Fuel cell with flow through porous electrodes

Porous electrodes have many advantages in the context of microfluidic fuel cells. The overall active area of the electrodes can be increased by several orders of magnitude and the transport characteristics are significantly enhanced. Our team recently demonstrated a membraneless microfluidic fuel cell with flow-through porous electrodes. This unique, patent pending architecture is based on cross-flow of reactants through the electrodes into an orthogonally arranged co-laminar exit channel. The flow-through architecture features high power densities and fuel utilization up to 100% per single pass, and enables regenerative operation in the reverse flow direction (in situ recharging).
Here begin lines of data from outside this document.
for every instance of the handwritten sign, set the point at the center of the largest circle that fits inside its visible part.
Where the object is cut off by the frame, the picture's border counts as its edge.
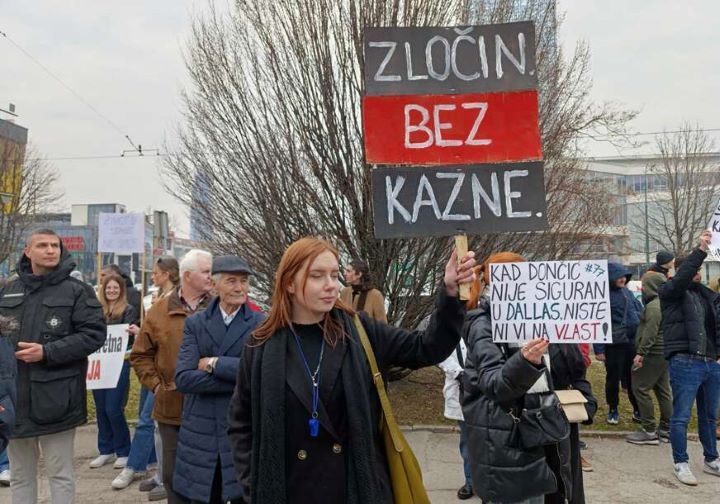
(561, 301)
(446, 109)
(714, 226)
(121, 233)
(105, 365)
(477, 198)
We are also evaluating microfluidic fuel cell designs for biofuel cells, utilizing biological enzymes or microbes as catalysts. We are actively seeking industrial and academic partners for further development of these technologies.

Modeling and simulation of transport phenomena in porous media

An analytical and numerical modeling framework is developed to support the research thrust in the areas of PEM fuel cells and microfluidic fuel cells. The fundamental understanding of transport phenomena in porous media is of great importance for both technologies. In this context, we are studying micro- and nanofluidic descriptions of fluid flow, electrochemical kinetics, reactant and product transport, heat generation and heat transfer; with the goal to provide guidelines and design tools for future fuel cell technologies. This research also encompasses a vital experimental component for model validation and proof-of-concept demonstrations. Advanced measurement tools and testing fixtures are under development in our lab.